0

I'm trying to understand what does the nn.conv2d do internally.

so lets assume we are applying Conv2d to a 32*32 RGB image.

torch.nn.Conv2d(3, 49, 4, bias=True)

so :

  1. when we initialize the conv layer how many weights and in which shapes would it have, please tell this for biases apart?
  2. before applying it the conv the image would have 3 * 32 * 32 shape and after applying it would have 49 * 29 * 29 so what happens in between?

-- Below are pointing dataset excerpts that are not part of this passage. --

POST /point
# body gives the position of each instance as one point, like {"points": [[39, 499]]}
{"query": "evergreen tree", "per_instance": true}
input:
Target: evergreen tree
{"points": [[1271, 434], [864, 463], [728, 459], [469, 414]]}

I define "slide" operation (don't know real name) as multiplying first to element of kernel to first element of box in shape of image going till last element of kernel corresponding making one the 1of29 * 1of29 is calculated. and "slide all" doing this horizontally and vertically till the all 29 * 29 are calculated.

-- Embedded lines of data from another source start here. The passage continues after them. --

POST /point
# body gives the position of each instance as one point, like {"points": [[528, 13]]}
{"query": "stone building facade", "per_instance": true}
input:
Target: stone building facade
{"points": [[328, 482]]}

so I understand how a kernel would act but I don't understand how many kernels would be created by the torch.nn.Conv2d(3, 49, 4, bias=True) and which of them would be apllying on R,G,B channels.

Farhang Amaji
  • 742
  • 11
  • 24
  • 1
    see [this](https://towardsdatascience.com/intuitively-understanding-convolutions-for-deep-learning-1f6f42faee1) – Shai Sep 09 '21 at 13:10
  • @Shai thanx so I think the answer to my first question is 49*4*4 weights + 49 biases. – Farhang Amaji Sep 09 '21 at 13:33
  • 2
    no as Ivan said 49*(4*4*3 + 1) would be the weights. – Farhang Amaji Sep 09 '21 at 13:35
  • 1
    @FarhangAmaji Indeed 49*4*4*3 weights + 49 biases. – Ivan Sep 09 '21 at 13:39
  • @Ivan I have another question which I have asked it in "cross validated" but they closed that, which it's unacceptable for me https://stats.stackexchange.com/questions/543809/recommended-ways-of-splitting-train-test-in-time-series-in-neural-networks because all alternative links which are provided are for cross validation not data splitting. – Farhang Amaji Sep 09 '21 at 13:43
  • first of all aren't the data splitting and cross validation different? if so, so they shouldn't close it. – Farhang Amaji Sep 09 '21 at 13:43
  • @FarhangAmaji This is a different question to *understanding pytorch conv2d internally*, the best is you create a new question on Stack Overflow with your problem. – Ivan Sep 09 '21 at 13:49
  • I know I was just looking for a favor from you, and don't get me wrong, the favor is a short answer to "aren't the cross-validation and data splitting different ?" so I can decide whether to continue to try to reopen my question there or not, cause once my flag is declined? and as I think you would probably know the answer and the fact the cross validation is about having different models but data splitting is general and can be applied to one model no different ones. – Farhang Amaji Sep 09 '21 at 13:58
  • unfortunately no ones gives reason to flags. – Farhang Amaji Sep 09 '21 at 14:00
  • ofc I think Iam right but declining the flag made me dout about it. – Farhang Amaji Sep 09 '21 at 14:06
  • Did you read the [proposed thread](https://stats.stackexchange.com/questions/14099/using-k-fold-cross-validation-for-time-series-model-selection) they linked you? – Ivan Sep 09 '21 at 14:08
  • kinda there are answers to cross validation I think, even the Hyndman and Athanasopoulos way. – Farhang Amaji Sep 09 '21 at 14:30

1 Answers1

2

I understand how a kernel would act but I don't understand how many kernels would be created by the nn.Conv2d(3, 49, 4, bias=True) and which of them would be applying on R, G, and B channels.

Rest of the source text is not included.